Compare matrices via Mantel Correlation - MantelCor #119

Closed RobertBakaric closed 6 years ago

RobertBakaric commented 6 years ago

Quick questions regarding MantelCor function.

First: When I create replicates using:

reps <- unlist(lapply(cov.list, MonteCarloRep, 10, MatrixCor, correlation = TRUE, parallel=TRUE))

everything works and i get:

[1] 0.8742364 0.9324694 0.9910601

thsi seams ok, but final results:

  MantelCor(cor.list, repeat.vector = reps)
  nperm' >= set of all permutations: complete enumeration.   
  Set of permutations < 'minperm'. Generating entire set.    
  'nperm' >= set of all permutations: complete enumeration.   
  Set of permutations < 'minperm'. Generating entire set.    
  'nperm' >= set of all permutations: complete enumeration.   
  Set of permutations < 'minperm'. Generating entire set.   
 $correlations
                1         2         3
 1 0.8742364 0.8790703 0.7090542
 2 0.7936981 0.9324694 0.9541994
 3 0.6599999 0.9172895 0.9910601

 $probabilities
       1          2 3
 1 0.00000000 0.00000000 0
 2 0.04166667 0.00000000 0
 3 0.04166667 0.04166667 0

Now according to doc, probabilities are not computed (0's upper triangle), right?

Second: If I want to keep probabilities for the significance calculation in reps i should avoid MatrixCor. If I do that and run the calculation in parallel this takes ages. In fact i cannot compute it even after 2 weeks on 120cpu's. What is the problem ? What am I doing wrong?

cheers

diogro commented 6 years ago

Now according to doc, probabilities are not computed (0's upper triangle), right?

The probabilities are computed by MantelCor, and are in the lower triangle of the $probability output. The function that doesn't output probabilities is MatrixCor.

If I want to keep probabilities for the significance calculation in reps i should avoid MatrixCor. If I do that and run the calculation in parallel this takes ages. In fact i cannot compute it even after 2 weeks on 120cpu's. What is the problem ? What am I doing wrong?

How many matrices are you comparing? How big are them?

Using too many cores can hurt more than it helps. Parallelization speedup is not linear and setting up the threads has some overhead, and for the overhead of setting up the threads to be worth it you need to be comparing a lot of matrices. Using too many cores won't help because creating all those threads is more overhead than it's worth.

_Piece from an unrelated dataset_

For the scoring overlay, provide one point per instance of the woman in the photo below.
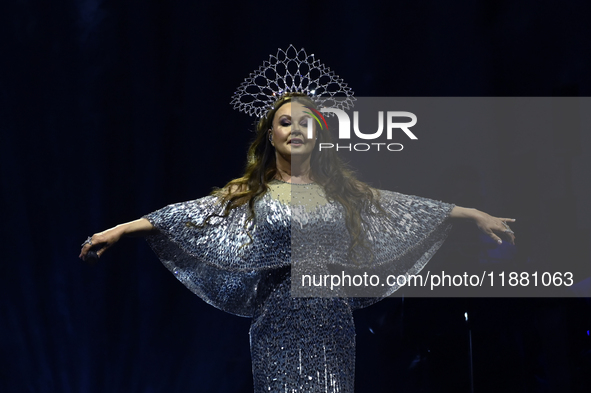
(294, 204)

For 100 15x15 matrices I get these times using variable number of cores:

library(evolqg)
library(microbenchmark)
library(doMC)

cor.list = RandomMatrix(15, 100)
microbenchmark(MantelCor(cor.list),
               {registerDoMC(2); MantelCor(cor.list, parallel = TRUE)},
               {registerDoMC(3); MantelCor(cor.list, parallel = TRUE)},
               {registerDoMC(4); MantelCor(cor.list, parallel = TRUE)})
#Unit: seconds
#expr      min       lq     mean   median       uq      max neval
#MantelCor(cor.list) 320.1615 320.1615 320.1615 320.1615 320.1615 320.1615     1
#{     registerDoMC(2)     MantelCor(cor.list, parallel = TRUE) } 197.6104 197.6104 197.6104 197.6104 197.6104 197.6104     1
#{     registerDoMC(3)     MantelCor(cor.list, parallel = TRUE) } 179.7237 179.7237 179.7237 179.7237 179.7237 179.7237     1
#{     registerDoMC(4)     MantelCor(cor.list, parallel = TRUE) } 196.0484 196.0484 196.0484 196.0484 196.0484 196.0484     1    

We see some advantage of parallelization, but not linear (using 2 cores doesn't make it twice as fast). 3 cores is best, 4 is already getting worse (but this is related to me doing other things in my 4 core machine as I ran this). Usually anything above 4-6 cores is only going to make things worse.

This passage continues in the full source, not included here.